لم نر لهذا القول دليلاً في كلام العرب
“Tak satu pun dalil serupa dalam bahasa Arab,” begitu ungkapnya.
Tiba-tiba muncul suara anak kecil. “Rumusan Imam asy-Syafi’i sudah sangat benar,” begitulah suara kecil tersebut yang mengagetkan Syekh Man’usy dan para jemaah. Para jemaah pun jengkel dan menegur anak kecil tersebut. Rupanya, anak tersebut adalah Syekh Hamdan yang kala itu masih sangat muda.

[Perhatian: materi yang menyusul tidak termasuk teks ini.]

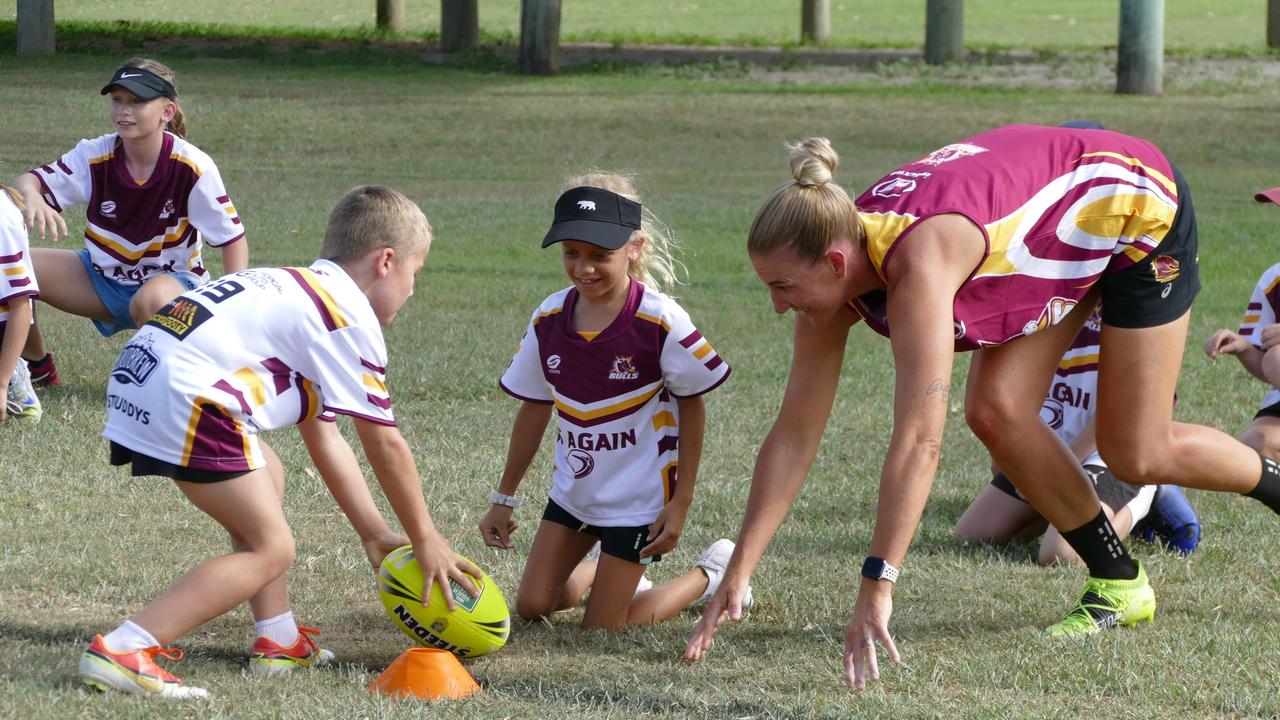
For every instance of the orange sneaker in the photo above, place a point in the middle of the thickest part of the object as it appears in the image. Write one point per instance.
(135, 673)
(269, 659)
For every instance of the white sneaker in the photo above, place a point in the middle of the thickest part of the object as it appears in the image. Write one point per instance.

Namun, dengan kebijaksanaan Syekh Man’usy, beliau mempersilahkan anak tersebut. Syekh Man’usy balik menegur para jemaah yang mencegah anak kecil tersebut, seraya mengatakan:
دعوه فإنه ليس بيننا وبين الحق خصومة، وإن كان من صغير
“Biarkan dia bersuara, karena dalam urusan kebenaran tidak ada permusuhan di antara kita. Toh, meski pun kebenaran datang dari seorang bocah,” ujar beliau.
ومن خصوصيتنا قبول الحق، ولو من صغير، ورد الصغير على الكبير في الحق بخلاف الأمم السابقة إذا أخطأ الكبير لم يتجاسر أحد على الرد عليه، فيصير خطؤه شريعة يعمل بها في الكون
“Termasuk keistimewaan umat Islam ialah menerima kebenaran, meski pun datang dari seorang bocah. Anak kecil pun boleh menegur orang yang sudah tua. Ini berbeda dengan umat terdahulu, yang mana jika ada seorang tokoh melakukan kesalahan, tidak satu pun orang yang berani menegur. Jika begitu, kesalahan tersebut malah menjadi syariat bagi masyarakat tersebut,” tambah beliau.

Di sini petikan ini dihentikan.